Yemeni Coffee grabs German’s attention

By wafa A.Alkhazzan

The future still to be bright, though. Yemeni coffee is attaining wider fame, such as in Berlin, where Suite Yemen advertised it at an international tourism exhibition in Berlin. The exhibit saw a man serving it to guests in a traditional folk costume. It is a national symbol, and a part of our culture, and hopefully, it will stay that way.

The Yemeni coffee crop is one of the best known of agricultural products. It has been famous since ancient times. It is important for the country, which benefits from unique production areas and high quality. Yemeni coffee is characterized by a unique flavor and fine taste.

Yemeni coffee is the origin of most coffee in the world. Yemenis were heavily invested in the trade, and exported coffee almost compulsively. “Mocca Coffee” actually refers to the port that first exported it, Mocha. Of course, its crops were different from those of many other governorates, which have different sizes and qualities.

Coffee is mainly grown at a level of between 1000 and 1700 kilometers, in valleys that descend from the highlands to terraced mountains. This is especially the case in the western mountain range overlooking Tehama, where trees are planted at a rate of between 900 to 1,000 per hectare. Coffee is produced at a level of between 300 and 600 kilograms per hectare.

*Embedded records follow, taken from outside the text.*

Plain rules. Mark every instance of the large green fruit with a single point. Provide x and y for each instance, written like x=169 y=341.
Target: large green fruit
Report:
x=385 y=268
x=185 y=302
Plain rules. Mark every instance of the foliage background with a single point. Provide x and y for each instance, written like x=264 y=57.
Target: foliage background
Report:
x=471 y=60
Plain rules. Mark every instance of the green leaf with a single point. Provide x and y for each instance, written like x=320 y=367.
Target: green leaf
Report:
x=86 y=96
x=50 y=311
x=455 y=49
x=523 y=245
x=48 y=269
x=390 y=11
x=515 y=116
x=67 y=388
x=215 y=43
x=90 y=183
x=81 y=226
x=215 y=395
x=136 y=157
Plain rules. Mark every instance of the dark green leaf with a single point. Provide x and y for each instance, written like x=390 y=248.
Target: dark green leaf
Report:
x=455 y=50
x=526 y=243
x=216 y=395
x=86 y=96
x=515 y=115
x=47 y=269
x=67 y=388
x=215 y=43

The government has shown interest in coffee in recent years. This has been reflected in a notable increase of its production scale. Reports indicate that the Ministry of Agriculture and Irrigation increased coffee production to 13 thousand tons in 2002, a massive increase from 7 thousand tons in 1997. Additionally, nine thousand additional hectares were used in 2002 as opposed to 1997.

2009 was even greater. Yemen’s production of coffee reached 18,924 tons, and the value of exports rose to 2.7 billion riyals.

Recently, Yemenis have seen new cafés that serve various beverages including coffee. However, many wealthy Yemenis do not care for their national product, and want new forms instead of the original. Many cafés do not serve Yemeni coffee, and leave traditional beverages for new drinks.

Coffee also faces a threat from the Qat plant. Many varieties are facing extinction as a result of how Qat is grown all over the country, which is no wonder, since irrigation costs can be unjustifiably high for how much is earned from coffee. This is much less the case for Qat.